2) The series is designed to be light, energetic, and action-packed urban fantasy. Much of the setting is our own world, and most of the rest of the setting I’d already created in previous books in the series. This means I didn’t have to do much world development on top of what I already had, which might slow me down as I have to create whole new systems or settings before moving on with a scene. I broke down the new settings during the outline stage, so I knew enough about each of them to flesh them out on the fly as I wrote. If I were writing sociological SF that was light on action and long on politics, I don’t think I’d have been writing anywhere near as fast. But the important thing was that I was passionate about the story, the characters, and I knew what kind of experience I wanted the reader to have with the story, so I could write to that aesthetic.

3) Most importantly (for me), I outlined the whole novel before I started writing. This was a chapter-by-chapter outline, though some of my chapters were more like beats, as I discovered going through and seeing places where a beat was a chapter, or a chapter turned out to be just a beat. I’ve been outlining more and more for my work, between reading Rachel Aaron’s 2K to 10K, following Chuck Wendig’s TerribleMinds, and perhaps most importantly, taking the Writing on the Fast Track class with Mary Robinette Kowal, which focused on writing fast by outlining and training for better discipline.

4) Writing quickly meant that I always had the story in mind.

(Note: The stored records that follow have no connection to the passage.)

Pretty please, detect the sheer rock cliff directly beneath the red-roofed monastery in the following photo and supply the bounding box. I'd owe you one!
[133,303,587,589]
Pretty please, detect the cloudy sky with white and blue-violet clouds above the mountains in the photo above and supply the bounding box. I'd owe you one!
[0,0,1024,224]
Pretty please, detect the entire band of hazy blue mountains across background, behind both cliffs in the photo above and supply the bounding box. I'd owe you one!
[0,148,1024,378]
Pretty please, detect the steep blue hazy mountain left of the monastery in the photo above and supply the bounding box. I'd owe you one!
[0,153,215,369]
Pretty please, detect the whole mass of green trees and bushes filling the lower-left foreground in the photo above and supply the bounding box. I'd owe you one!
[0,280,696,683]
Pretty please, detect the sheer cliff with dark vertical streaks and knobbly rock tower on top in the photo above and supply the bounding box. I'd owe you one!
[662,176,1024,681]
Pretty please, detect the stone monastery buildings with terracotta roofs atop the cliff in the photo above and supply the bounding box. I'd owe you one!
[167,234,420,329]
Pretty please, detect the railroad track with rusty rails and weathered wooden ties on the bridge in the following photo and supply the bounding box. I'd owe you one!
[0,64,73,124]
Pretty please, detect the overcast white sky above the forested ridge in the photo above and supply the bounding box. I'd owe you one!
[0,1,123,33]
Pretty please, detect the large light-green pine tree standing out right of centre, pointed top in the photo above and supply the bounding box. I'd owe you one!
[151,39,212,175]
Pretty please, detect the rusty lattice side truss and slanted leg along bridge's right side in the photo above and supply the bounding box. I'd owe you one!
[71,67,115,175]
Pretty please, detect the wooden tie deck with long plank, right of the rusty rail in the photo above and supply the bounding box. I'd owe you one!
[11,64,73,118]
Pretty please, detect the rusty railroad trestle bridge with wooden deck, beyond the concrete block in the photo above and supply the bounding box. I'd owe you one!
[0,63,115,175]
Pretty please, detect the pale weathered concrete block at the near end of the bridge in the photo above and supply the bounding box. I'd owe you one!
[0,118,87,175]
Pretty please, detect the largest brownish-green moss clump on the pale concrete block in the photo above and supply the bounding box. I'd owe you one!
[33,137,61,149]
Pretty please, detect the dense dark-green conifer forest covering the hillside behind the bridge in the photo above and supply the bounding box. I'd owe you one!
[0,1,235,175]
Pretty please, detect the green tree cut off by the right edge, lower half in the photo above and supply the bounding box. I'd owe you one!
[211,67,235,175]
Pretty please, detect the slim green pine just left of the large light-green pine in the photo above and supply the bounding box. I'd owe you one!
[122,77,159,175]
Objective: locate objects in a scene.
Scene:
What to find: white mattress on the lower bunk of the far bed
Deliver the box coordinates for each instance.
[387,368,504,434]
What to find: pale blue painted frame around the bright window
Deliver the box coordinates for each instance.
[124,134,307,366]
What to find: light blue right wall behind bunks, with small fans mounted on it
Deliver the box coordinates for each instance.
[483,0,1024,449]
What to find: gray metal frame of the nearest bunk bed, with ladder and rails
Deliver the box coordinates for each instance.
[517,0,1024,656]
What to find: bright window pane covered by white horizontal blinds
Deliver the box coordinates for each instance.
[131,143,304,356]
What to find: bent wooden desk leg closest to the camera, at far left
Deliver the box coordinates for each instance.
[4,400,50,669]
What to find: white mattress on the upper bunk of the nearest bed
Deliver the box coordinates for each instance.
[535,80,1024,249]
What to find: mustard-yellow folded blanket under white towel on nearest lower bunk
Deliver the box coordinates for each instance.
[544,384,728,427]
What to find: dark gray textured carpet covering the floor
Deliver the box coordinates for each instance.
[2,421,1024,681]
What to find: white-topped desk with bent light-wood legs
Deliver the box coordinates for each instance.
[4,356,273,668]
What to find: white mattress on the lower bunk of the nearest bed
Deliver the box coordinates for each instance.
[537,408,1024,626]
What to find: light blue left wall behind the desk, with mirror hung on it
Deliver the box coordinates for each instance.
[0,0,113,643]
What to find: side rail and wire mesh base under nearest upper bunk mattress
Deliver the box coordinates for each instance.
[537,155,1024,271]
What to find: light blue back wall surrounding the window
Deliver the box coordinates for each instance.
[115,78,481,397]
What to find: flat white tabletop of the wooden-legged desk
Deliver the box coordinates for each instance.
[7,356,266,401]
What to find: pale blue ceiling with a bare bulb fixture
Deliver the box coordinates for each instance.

I was always excited about the story, even on the days when I consciously stepped away to relax and let myself recovery. But I never spent too much time away from the novel, writing six days a week, usually twice a day. And I always left myself clues at the end of any session as to what was going to happen next, by leaving the outline/beats at the bottom of my Scrivener document. That meant that whenever I started a session, I could take three to five minutes to read what I’d last written and to remind myself what was coming next. And from there, it was off to the races.